Drop the "(cf. PR #1135 review)" parenthetical so the docstring is authoritative on its own (per MikaelMayer). Replace it with a sentence that makes explicit what the parenthetical was hand-waving toward: the collision-safe lookup is what lets anfEncodeBody's termination argument claim that every duplicate found by findANFEncoderTargets is actually rewritten on the same pass, so no unreplaced duplicate can survive into the next iteration. Co-authored-by: Kiro <kiro-agent@users.noreply.github.com>
MikaelMayer
left a comment
There was a problem hiding this comment.
🤖🔍 All previous comments appear addressed — reviewer sign-off still needed.
The ANF encoder extracts duplicated subexpressions into fresh variables, but the existing single-pass implementation can leave large duplicated sub-subexpressions behind.
Root cause:
removeSubsumeddrops candidate duplicates that are subexpressions of other (larger) candidate duplicates, to avoid creating redundant variable declarations. But this means that if only the outer expression appears at the top level, the inner dupes are hidden inside the lifted var declaration and never extracted.Example (from PyAnalyzeLaurel benchmark check_storage_costs):
Original: assert Any_to_bool(Any_get(response, "Datapoints")) ...

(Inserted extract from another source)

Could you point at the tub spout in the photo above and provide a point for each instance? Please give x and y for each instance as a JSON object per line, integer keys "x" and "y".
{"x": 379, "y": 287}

After partial evaluation, Any_to_bool inlines its 7-branch body,
each branch referencing the argument. With Any_get also inlined
as an
ite (is-DictStrAny response) (DictStrAny_get ...) (List_get ...), the Any_get expression ends up duplicated 62times inside a single assert.
Old ANF output:
var $__anf.0 : bool := <9KB body with 62 duplicates of Any_get>;
assert $__anf.0
New ANF output (after iteration):
var $__anf.3 : Any := Any_get(response, "Datapoints");
var $__anf.0 : bool := <body using $__anf.3>;
assert $__anf.0
Effect: VC file size for VCs on one benchmark drops from 32KB to 11KB (~65% reduction), and another benchmark now completes verification at 36s where it previously hit a 60s timeout.
By submitting this pull request, I confirm that you can use, modify, copy, and redistribute this contribution, under the terms of your choice.